What powers does the Minister envisage the Committee having? That is the most important issue. The Secretary of State said in a letter of 11 May—I referred to it yesterday and confused the hon. Member for Huntingdon—that the statutory veto was not “a blanket veto”. There may be good technical reasons for that. I am not a lawyer, but am always prepared to listen to them. Often one has to listen to them at length; I do not want to disparage the profession of the right hon. and learned Member for Rushcliffe(Mr. Clarke), but he might be happier with a bigger Bill.

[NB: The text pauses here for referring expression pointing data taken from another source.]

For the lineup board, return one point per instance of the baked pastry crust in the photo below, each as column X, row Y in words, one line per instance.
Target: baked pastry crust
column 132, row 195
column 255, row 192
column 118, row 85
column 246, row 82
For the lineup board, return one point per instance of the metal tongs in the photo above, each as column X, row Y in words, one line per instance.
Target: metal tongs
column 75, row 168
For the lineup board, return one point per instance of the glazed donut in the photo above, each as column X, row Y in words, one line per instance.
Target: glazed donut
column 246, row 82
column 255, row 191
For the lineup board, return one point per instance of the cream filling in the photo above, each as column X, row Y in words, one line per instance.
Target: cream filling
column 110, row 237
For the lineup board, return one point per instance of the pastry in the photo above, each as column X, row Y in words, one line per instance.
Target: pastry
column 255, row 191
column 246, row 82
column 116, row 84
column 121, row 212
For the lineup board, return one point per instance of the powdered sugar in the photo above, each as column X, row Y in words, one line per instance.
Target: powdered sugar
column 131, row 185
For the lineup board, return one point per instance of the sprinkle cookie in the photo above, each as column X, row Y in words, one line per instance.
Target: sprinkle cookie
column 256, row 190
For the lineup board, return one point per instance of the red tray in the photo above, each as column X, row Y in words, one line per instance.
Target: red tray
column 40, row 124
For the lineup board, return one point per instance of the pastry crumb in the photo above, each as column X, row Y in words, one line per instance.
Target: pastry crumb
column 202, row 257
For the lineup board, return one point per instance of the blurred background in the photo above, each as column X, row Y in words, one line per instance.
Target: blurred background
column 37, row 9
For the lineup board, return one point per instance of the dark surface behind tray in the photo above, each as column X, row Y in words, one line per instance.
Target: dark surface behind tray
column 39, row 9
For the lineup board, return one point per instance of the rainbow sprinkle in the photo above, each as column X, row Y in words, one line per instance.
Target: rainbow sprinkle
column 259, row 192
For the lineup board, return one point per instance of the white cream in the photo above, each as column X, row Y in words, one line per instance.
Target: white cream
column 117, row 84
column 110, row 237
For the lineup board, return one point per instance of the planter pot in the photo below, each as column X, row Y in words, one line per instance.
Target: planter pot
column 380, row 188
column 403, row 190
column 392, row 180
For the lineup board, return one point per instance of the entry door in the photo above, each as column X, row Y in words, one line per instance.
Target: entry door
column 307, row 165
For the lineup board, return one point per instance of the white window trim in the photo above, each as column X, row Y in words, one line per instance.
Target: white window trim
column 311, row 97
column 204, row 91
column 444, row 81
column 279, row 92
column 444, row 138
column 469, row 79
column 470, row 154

I am more interested in the practical ways of how the House deals with its business. That issue was raised by the Liberal Democrat MP, Brian Cotter, in 2001. In the Second Reading debate on the Regulatory Reform Bill 2001, Brian Cotter, then the Liberal Democrat Member for Weston-super-Mare, asked the then Minister, the hon. Member for Manchester, Blackley (Graham Stringer), to explain what he meant about a ministerial undertaking. The undertaking given has proved to be mighty effective; only 27 orders were dealt with through the process in the last Parliament. The reason is probably that a ministerial undertaking given to the House is an absolute one.

If the Parliamentary Private Secretary would like to pick up my glasses from over there—I have just seen them through the corner of my eye—I would be extremely grateful, especially as the next part of my speech is written in micro-dot. What a wonderful service we get here. That’s better, I can read my notes now. The ministerial undertaking given is, I think, a very powerful vehicle. I would like to establish clearly and unambiguously with the Minister whether he is prepared today to restate that ministerial undertaking. I cite what the then Minister said when he gave it:

we have already debated that.

No qualifications there; it was said clearly that the Government would not proceed against the wishes of the Committee. If the Minister can today, irrespective of the partial statutory veto, give a similar undertaking, that would make a forceful point. As I look around at hon. Members in their places who have been or are Ministers, I know that they realise that such an undertaking would be of very considerable significance.

Lynne Jones (Birmingham, Selly Oak) (Lab): A ministerial undertaking is no substitute for stating something in the Bill. Government amendment No. 46 includes no such statement; in fact, the restrictions on the use of the so-called veto are so great that it is difficult to imagine any circumstances in which it would be impossible for an order not to serve the purposes specified.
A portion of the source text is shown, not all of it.